- Occupation: Actor

= Steven Grives =

Australian actor

Steven Grives is an English actor based in Australia.

Grives made his debut at age 14 on stage at Drury Lane. He went on to feature in The Sandbaggers before getting a lead role in Flambards. After featuring in The Ravelled Thread, Inseminoid and Second Chance he moved to Australia. 1981 saw him as a main cast member in Holiday Island and from 1999 in Beastmaster. In 2003 he was a regular on Fat Cow Motel.

Other screen appearances include The Footstep Man, Super Sleuth, Captain James Cook, Scooby-Doo, Sinbad and the Minotaur and Dangerous Game.

Grives co-produced the film adaptation of The Right-Hand Man and hosted Queensland's Best Living, a property program on Channel 7.
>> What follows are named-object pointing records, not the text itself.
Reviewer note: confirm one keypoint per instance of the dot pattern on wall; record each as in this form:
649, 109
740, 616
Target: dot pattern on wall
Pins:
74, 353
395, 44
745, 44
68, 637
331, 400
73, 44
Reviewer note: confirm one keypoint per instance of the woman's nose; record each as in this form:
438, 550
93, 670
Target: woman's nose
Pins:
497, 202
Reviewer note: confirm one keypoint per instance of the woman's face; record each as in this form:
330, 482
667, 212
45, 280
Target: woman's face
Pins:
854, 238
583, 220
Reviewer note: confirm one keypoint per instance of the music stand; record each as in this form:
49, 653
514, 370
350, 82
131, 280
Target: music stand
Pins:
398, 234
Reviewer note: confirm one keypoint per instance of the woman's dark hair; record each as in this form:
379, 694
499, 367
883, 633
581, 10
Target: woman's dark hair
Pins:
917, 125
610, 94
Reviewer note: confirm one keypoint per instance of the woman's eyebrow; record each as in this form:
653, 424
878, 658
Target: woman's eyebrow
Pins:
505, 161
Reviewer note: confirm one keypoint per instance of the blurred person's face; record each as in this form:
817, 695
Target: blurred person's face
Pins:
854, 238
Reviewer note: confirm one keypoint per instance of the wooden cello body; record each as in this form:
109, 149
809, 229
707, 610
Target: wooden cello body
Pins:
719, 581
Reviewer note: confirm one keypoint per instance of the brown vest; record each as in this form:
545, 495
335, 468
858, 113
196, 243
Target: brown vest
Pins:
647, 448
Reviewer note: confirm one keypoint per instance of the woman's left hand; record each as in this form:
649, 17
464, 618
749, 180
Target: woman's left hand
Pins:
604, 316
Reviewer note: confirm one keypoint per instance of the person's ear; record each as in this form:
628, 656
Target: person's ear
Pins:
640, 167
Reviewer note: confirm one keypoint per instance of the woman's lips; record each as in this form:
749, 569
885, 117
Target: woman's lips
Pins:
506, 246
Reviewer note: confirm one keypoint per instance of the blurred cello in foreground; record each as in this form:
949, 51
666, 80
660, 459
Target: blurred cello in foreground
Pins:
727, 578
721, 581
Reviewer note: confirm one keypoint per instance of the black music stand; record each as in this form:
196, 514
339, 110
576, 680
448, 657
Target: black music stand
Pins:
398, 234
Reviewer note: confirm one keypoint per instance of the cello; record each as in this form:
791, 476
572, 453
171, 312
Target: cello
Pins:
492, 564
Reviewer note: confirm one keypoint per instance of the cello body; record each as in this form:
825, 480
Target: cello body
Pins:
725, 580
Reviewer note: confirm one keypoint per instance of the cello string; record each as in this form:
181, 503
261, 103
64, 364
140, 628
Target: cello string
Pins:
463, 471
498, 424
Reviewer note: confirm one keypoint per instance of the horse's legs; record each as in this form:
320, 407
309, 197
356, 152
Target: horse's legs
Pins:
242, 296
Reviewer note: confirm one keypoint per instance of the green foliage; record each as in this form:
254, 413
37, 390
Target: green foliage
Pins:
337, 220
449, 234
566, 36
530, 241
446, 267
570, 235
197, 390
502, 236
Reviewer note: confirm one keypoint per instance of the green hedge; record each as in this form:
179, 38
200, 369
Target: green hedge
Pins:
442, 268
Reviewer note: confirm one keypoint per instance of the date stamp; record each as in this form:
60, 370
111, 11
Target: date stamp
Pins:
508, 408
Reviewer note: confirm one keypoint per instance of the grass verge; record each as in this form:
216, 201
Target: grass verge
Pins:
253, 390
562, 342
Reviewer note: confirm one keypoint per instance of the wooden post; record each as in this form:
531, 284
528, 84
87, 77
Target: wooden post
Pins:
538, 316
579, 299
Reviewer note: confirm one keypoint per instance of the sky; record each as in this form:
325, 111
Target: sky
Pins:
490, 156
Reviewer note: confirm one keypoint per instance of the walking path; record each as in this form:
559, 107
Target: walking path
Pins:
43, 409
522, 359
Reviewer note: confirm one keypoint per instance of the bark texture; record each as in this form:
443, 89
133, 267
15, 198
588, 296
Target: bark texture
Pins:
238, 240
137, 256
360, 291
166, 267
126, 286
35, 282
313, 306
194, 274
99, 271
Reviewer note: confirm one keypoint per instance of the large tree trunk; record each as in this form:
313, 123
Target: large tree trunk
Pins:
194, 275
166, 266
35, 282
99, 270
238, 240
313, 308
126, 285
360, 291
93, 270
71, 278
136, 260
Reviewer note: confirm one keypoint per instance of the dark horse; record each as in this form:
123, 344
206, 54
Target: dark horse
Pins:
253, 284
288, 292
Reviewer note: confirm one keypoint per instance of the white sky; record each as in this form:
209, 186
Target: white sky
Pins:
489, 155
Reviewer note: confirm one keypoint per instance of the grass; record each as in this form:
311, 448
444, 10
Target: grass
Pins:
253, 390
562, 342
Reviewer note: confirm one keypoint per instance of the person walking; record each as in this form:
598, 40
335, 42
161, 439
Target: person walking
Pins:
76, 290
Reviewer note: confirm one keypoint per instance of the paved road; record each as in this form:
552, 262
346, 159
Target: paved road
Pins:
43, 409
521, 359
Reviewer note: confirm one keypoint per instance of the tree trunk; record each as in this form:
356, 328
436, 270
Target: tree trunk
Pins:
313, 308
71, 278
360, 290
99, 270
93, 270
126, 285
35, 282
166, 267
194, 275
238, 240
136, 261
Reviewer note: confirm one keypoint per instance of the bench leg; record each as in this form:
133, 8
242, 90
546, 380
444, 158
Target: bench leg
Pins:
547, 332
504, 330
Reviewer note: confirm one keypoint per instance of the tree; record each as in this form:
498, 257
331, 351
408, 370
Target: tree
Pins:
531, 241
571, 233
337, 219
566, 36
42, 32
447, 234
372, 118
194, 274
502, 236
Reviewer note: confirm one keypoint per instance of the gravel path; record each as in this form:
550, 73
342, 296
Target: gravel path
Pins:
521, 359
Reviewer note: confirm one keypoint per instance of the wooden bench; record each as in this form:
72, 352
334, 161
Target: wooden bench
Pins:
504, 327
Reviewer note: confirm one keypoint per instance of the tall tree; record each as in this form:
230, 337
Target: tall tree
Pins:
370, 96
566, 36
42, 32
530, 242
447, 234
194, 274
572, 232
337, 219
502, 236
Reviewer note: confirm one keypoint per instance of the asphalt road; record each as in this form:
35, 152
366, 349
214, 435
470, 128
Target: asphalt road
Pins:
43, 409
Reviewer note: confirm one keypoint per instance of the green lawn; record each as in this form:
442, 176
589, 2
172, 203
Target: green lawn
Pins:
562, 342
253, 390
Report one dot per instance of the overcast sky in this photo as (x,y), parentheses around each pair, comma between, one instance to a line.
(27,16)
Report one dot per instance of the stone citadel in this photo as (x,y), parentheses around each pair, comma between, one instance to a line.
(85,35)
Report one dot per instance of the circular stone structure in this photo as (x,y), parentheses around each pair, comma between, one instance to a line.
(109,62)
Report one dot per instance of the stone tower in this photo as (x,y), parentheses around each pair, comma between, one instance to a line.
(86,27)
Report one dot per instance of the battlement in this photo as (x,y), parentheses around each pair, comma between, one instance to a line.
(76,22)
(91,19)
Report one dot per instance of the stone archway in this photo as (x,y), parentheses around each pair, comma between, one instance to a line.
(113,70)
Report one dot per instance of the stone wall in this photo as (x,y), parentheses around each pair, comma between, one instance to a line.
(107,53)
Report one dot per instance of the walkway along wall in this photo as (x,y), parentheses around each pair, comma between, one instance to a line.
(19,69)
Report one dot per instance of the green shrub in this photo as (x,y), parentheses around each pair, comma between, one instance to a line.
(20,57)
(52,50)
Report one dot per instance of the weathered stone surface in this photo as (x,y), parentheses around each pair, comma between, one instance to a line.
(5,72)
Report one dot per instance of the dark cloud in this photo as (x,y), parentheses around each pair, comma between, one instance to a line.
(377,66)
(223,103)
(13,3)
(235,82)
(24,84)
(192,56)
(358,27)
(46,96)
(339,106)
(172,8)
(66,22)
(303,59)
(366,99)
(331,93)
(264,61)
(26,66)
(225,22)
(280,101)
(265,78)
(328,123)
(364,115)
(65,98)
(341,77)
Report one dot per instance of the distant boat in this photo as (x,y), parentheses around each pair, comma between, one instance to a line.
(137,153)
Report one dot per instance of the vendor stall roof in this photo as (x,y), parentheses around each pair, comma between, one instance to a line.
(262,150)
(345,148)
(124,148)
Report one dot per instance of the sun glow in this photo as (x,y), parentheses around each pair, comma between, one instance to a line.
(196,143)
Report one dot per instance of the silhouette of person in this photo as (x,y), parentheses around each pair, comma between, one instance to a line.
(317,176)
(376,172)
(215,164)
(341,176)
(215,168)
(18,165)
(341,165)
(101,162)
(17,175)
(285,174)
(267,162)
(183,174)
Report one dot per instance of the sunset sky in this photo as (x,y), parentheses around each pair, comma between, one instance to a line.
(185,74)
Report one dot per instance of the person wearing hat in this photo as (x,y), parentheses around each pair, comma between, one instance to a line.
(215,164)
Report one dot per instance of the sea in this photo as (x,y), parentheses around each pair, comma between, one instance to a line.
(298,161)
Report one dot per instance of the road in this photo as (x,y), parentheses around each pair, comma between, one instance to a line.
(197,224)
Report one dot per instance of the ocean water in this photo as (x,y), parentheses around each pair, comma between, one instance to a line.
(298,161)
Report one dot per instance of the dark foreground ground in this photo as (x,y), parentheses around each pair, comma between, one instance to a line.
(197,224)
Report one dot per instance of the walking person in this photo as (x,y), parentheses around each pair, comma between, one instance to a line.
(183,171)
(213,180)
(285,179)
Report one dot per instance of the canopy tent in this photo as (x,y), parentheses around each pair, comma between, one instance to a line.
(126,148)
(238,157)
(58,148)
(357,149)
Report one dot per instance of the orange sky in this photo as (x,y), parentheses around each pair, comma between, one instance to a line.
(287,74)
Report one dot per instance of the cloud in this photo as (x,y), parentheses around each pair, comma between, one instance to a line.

On stage Grives has featured in Hamlet (Northcote Theatre, 1975), Murderer (Karnak Playhouse, 1992), Brazilian Blue (Twelfth Night Theatre, 1995) The Duchess of Malfi (Thomas Dixon Centre Performance Studio, 2005) The Drowning Bride (La Boite's Roundhouse Theatre, 2005), Brave New World Order (Brisbane Powerhouse Visy Theatre, 2003) and Dead Cats Don't Bounce (The Cremorne Theatre, 2009).